Jumat, 16 Maret 2018

Mengungkap Tragedi 98 Lewat Laut Bercerita

Sumber: salihara.org



Pernahkah anda membayangkan, orang terdekat anda, mungkin kakak, adik, saudara, bahkan anak, (di)hilang(kan) dan tak pernah kembali lagi? Jika masih hidup, ada dimana dia? Jika memang telah meninggal, dimana jasadnya dikuburkan? Adakah yang lebih menyedihkan dari menunggu sesuatu tanpa kepastian?

Leila S. Chudori menggambarkan cerita dengan sangat apik lewat novel Laut Bercerita. Novel yang kemudian difilmkan ini disambut antusias dalam diskusi-diskusi yang digelar di beberapa kota di Indonesia.
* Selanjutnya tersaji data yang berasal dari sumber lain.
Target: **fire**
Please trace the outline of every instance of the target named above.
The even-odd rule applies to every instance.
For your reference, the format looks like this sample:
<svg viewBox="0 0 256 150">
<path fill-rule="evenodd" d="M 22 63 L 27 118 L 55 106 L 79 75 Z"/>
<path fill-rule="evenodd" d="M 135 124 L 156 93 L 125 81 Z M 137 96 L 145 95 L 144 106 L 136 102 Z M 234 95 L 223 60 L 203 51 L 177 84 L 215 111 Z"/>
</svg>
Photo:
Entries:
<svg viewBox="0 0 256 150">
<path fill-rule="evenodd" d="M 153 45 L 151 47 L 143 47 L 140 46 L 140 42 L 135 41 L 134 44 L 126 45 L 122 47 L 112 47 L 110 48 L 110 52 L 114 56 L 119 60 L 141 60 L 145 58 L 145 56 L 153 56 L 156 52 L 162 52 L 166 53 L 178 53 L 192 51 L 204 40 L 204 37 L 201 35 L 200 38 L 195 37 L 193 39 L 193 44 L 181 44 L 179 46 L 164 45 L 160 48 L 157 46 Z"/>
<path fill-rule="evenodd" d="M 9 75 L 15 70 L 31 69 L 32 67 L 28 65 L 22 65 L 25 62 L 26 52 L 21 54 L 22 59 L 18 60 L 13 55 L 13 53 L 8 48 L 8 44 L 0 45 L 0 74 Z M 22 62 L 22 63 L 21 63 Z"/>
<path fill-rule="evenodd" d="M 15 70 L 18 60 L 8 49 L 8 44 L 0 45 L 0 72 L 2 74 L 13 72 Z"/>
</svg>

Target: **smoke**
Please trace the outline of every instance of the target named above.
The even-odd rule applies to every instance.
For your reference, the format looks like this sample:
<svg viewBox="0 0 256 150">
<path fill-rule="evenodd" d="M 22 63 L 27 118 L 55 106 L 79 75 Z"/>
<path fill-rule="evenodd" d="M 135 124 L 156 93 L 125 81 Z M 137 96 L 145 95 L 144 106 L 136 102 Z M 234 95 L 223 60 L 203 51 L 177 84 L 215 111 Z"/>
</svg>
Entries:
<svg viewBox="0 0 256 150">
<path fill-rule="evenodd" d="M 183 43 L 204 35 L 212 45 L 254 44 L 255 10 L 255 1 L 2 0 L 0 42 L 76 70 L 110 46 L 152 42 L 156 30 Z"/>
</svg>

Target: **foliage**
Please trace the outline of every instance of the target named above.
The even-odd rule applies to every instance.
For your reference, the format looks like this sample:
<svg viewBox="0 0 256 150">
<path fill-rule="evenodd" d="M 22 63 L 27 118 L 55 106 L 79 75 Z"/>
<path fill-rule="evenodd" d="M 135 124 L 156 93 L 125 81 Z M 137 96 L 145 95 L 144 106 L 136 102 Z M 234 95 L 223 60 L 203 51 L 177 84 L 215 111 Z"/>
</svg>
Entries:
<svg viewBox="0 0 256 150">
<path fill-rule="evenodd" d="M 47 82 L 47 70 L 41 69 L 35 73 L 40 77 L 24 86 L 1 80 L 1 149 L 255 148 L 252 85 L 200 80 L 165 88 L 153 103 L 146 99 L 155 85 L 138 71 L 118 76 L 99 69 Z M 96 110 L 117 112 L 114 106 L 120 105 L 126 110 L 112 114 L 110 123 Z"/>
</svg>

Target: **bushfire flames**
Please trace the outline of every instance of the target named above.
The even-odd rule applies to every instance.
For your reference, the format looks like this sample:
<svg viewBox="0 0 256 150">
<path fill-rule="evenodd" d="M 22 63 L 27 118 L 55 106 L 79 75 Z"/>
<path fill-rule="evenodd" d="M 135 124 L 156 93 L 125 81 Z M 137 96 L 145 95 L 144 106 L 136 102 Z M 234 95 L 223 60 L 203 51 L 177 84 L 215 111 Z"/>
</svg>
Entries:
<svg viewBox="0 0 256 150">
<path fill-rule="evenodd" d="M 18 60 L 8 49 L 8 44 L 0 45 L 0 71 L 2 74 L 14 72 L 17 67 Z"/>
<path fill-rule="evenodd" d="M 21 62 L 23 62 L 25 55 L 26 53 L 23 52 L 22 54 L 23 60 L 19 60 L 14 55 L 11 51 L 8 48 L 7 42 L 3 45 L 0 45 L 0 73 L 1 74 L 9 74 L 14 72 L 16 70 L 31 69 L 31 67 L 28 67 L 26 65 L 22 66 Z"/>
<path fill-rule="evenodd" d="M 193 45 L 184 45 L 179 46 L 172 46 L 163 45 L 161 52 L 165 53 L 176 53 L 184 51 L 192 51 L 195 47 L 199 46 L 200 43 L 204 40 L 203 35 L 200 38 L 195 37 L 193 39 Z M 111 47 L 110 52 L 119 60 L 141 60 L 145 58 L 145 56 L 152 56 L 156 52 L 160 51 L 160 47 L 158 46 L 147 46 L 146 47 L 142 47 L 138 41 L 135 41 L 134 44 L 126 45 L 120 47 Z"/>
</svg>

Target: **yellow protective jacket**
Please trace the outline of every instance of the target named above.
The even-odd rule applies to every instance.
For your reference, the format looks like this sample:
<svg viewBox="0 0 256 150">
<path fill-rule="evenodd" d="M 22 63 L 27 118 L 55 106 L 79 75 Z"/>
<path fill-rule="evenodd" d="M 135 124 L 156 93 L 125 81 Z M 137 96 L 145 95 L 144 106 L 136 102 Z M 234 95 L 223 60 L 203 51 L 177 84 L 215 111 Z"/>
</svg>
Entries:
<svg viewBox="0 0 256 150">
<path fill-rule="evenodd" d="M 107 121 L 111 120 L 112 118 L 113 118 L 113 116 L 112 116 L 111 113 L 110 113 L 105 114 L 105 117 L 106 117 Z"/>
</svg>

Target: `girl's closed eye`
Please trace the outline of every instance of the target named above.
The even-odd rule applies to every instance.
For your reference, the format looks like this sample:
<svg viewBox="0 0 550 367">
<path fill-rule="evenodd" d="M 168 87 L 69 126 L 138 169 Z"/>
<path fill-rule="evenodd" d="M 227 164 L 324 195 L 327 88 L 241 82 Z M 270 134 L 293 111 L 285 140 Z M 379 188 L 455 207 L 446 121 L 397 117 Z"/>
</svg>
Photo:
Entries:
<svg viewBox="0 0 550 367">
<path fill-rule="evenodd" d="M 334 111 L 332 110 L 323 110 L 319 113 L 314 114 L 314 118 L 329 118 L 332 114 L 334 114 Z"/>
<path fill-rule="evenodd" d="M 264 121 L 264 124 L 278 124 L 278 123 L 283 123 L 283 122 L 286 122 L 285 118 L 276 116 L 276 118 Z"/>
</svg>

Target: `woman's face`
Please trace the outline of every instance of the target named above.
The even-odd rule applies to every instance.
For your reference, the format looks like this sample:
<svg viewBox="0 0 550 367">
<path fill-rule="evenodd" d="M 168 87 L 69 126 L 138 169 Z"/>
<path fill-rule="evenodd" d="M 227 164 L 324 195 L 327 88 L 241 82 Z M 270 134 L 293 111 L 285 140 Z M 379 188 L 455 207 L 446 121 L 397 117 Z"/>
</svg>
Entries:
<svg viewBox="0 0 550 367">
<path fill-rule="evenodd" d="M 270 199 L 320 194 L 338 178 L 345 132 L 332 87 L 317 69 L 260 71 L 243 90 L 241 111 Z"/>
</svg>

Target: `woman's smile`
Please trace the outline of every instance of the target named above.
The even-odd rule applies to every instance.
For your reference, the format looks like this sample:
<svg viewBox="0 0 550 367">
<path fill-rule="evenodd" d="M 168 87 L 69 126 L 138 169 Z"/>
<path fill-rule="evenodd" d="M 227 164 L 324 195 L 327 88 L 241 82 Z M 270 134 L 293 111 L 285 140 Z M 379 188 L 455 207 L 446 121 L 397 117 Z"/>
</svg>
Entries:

Saya termasuk salah satu yang antusias membaca novelnya, mononton filmnya, dan mengikuti diskusinya.

Di kampus tempat saya kuliah, usai pemutaran film, suasana haru menyelimuti ratusan peserta, para penulis buku, saksi hidup, juga orangtua yang datang. Laut Bercerita berdurasi 30 menit, berkisah tentang seorang tokoh bernama Biru Laut, aktivis mahasiswa yang mati sebelum akhirnya disiksa berbulan-bulan dan ditenggelamkan ke dasar laut.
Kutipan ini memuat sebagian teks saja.